Геберт что-то с трудом пробормотал и получил оплеуху за это. Затем он опять не ответил на вопрос, и снова получил оплеуху.

Умственный уровень копа был примерно равен уровню деревянного чурбана; у него не было ни разнообразия, ни перемены темпа, не было ничего, кроме пары ладоней, которые, должно быть, становились чувствительными. Он привязался к Гленнанну на целые полчаса, в то время как я сидел и курил сигареты, все больше и больше возмущаясь. Затем он отвернулся, подошел к своему товарищу и устало пробормотал:

– Возьмись за него, пока я схожу в уборную.
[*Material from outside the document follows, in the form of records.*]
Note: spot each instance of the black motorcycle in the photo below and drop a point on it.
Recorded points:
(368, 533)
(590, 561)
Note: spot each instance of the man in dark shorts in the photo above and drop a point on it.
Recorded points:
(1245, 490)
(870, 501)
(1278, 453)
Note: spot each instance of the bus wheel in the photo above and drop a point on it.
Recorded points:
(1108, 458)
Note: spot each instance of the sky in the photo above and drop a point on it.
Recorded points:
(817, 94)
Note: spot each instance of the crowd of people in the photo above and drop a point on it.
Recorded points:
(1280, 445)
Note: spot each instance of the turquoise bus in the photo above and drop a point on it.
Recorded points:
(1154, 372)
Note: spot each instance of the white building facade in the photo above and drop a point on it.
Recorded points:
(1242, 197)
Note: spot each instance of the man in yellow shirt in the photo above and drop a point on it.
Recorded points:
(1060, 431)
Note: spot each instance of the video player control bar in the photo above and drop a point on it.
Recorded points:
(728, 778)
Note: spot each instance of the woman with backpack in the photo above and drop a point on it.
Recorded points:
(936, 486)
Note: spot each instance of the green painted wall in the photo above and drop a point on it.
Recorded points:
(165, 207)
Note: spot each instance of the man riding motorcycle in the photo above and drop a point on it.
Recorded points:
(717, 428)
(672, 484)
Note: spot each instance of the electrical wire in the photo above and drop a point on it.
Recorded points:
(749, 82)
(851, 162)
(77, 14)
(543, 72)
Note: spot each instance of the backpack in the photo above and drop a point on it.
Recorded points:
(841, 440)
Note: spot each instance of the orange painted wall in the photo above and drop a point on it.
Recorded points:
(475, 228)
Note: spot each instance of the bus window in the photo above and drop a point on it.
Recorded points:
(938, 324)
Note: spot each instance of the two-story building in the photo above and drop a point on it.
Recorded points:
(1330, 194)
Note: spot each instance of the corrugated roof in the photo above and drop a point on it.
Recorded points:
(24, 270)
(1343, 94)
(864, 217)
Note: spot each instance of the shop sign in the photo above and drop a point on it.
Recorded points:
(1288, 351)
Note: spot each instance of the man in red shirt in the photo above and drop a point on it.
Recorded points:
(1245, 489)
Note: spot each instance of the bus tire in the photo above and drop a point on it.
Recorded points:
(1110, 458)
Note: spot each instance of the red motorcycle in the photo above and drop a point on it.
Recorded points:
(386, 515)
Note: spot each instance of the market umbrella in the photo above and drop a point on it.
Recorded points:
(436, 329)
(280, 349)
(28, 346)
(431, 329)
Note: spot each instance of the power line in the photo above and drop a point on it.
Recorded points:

Стерджис спросил меня, не хочу ли я попробовать, но я снова отказался с благодарностью, фактически я уже был готов уходить, но подумал, что мог бы кратко ознакомиться с методами Стерджиса тоже. Он подошел к Геберту и выпалил:

– За что она платила тебе деньги?

Я заскрипел зубами, чтобы удержаться и не бросить стул в этого дурака. Но он все-таки проявил некоторое разнообразие: он больше толкал, чем шлепал.

Жилистый коп вернулся и рассказал мне, какими помоями его кормят. Я решил, что заработал свои деньги и, затягиваясь последний раз сигаретой, думал уйти. Но дверь открылась, и вошел сержант, который привел меня сюда. Он подошел и посмотрел на Геберта взглядом, которым повар смотрит на чайник, чтобы узнать, не закипает ли он.

Сержант повернулся к Стерджису.

– Приказ от инспектора. Приведите его в порядок, проводите к северной двери и ждите меня там. Инспектор хочет, чтобы через пять минут здесь его не было… Он может нормально передвигаться?

Стерджис сказал, что может. Сержант повернулся ко мне.

– Не подниметесь ли вы в кабинет инспектора, Гудвин?

Он вышел, а я последовал за ним, не говоря ни слова. Там не было никого, с кем бы мне хотелось обменяться номерами телефонов. Я снова поднялся на лифте наверх. Мне пришлось ждать довольно долго в приемной Кремера. Очевидно, у него там были гости, ибо сначала вышли три шпика, немного позднее капитан в форме, а еще позднее парень с седыми волосами, в котором я узнал заместителя комиссара Аллоуэя. Потом мне разрешили войти. Кремер сидел там и выглядел кисло. Он жевал сигару, которая уже погасла.

– Садись, сынок. У тебя не было возможности показать нам, как это делается там внизу. Ха? Да и мы тоже немного тебе показали. Один симпатичный человек работал над Гебертом четыре часа сегодня утром, хороший умный человек. Он не мог ничего добиться. Поэтому мы отказались от умного подхода и попробовали нечто другое.

– Ах, вот оно что. – Я ухмыльнулся ему. – Вот что представляют собой эти парни, «нечто другое». Это правильно их определяет. А теперь вы отпускаете его на свободу?

– Да, мы отпускаем. – Кремер нахмурился. – Один адвокат начинает подогревать это дело. Я полагаю, он нанят миссис Фрост. Он достал предписание о вызове арестованного в суд для рассмотрения законности ареста. Я не считаю, что за Геберта стоит бороться, да и сомневаюсь, что мы смогли бы держать его. К тому же французский консул зашевелился. Геберт ведь французский подданный. Конечно, мы поставим шпика следить за ним, а какая будет польза от этого? Когда такой человек знает о преступления, то должен быть какой-нибудь способ вытянуть эти сведения из него?

– Конечно, это будет правильно. Это было бы лучше, чем… – Я содрогнулся. – Не обращайте внимания. Есть какие-либо новости от работ в Гленнанне?